3 Replies Latest reply on Jun 26, 2014 8:50 AM by Roman Jurkov

    sticky session implementation

    Roman Jurkov Newbie



      i was looking deeper into how sticky sessions are implemented, and currently application has a responsibility to bake right cookie with node name at the end of the cookie hash, which could be abstracted, and transferred to mod_cluster as a separate cookie all together, which would i think speed up a lookup, since mod_cluster doesn't have to anymore parse out cookie name, and cookie also would be application independent, and in fact, application doesn't have to have any session mechanism at all.


      please let me know your thoughts.

        • 1. Re: sticky session implementation
          Jean-Frederic Clere Master

          So you want mod_cluster to add a cookie with the node name (or a hash) to make the routing, correct?


          The actual way of mod_cluster is a kind of "common" way for doing sticky sessions (and group failover) for example mod_jk and mod_proxy_balancer are doing the same.
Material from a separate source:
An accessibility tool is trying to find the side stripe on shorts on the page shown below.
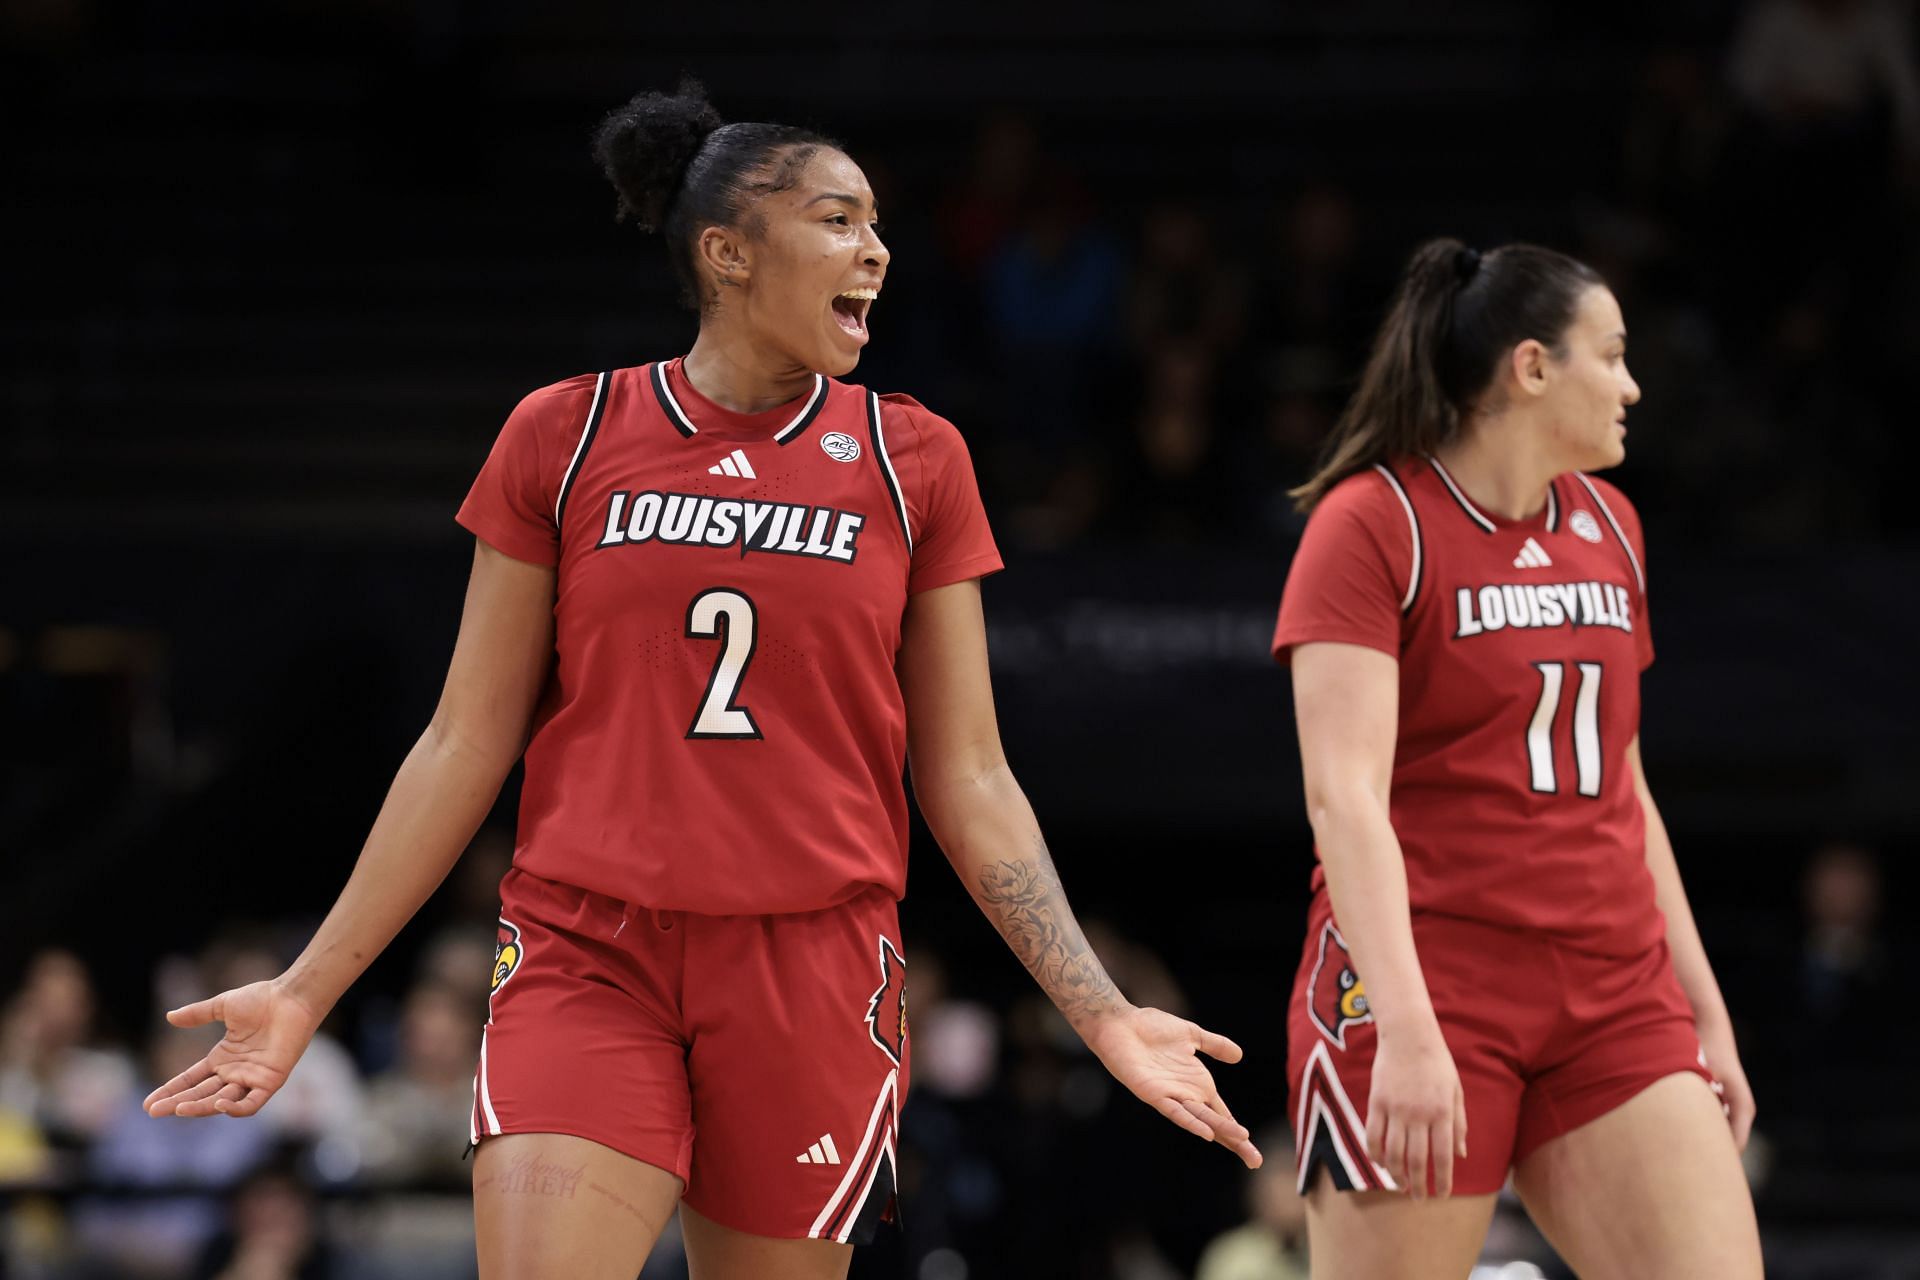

          • 2. Re: sticky session implementation
            Radoslav Husar Master

            which would i think speed up a lookup, since mod_cluster doesn't have to anymore parse out cookie name

            You mean it would eliminate call to


            route = strchr(sessionid, '.')


            but instead add a whole new cookie that would have to be parsed out from the HTTP request? Sorry, but I don't see the performance improvement, but degradation: there is more parsing from the request and the HTTP request would get bigger by the extra cookie name length.

            Nevertheless, all of these are IMHO negligible performance-wise, it's better to stay "standard" and keep doing what others are doing.

            • 3. Re: sticky session implementation
              Roman Jurkov Newbie



              i've been looking at different implementations, and actually i cannot find this being a standard, for example AWS allows you to either create a load balancer cookie, or use application cookie, and application cookie does not need to have a route in it, so application is not aware of a cluster at all, and f5 for example not using this methodology all together. also mod_proxy_balancer is not appending anything to existing cookie, nor parsing it, it just sets a routeid cookie.


              i would say that mod_cluster is actually not following "standards" in this case, and making clustering implementation very application specific, however we could be trying to make it more independent from application ( i realize it is dynamic clustering, so we can't make it completely independent ).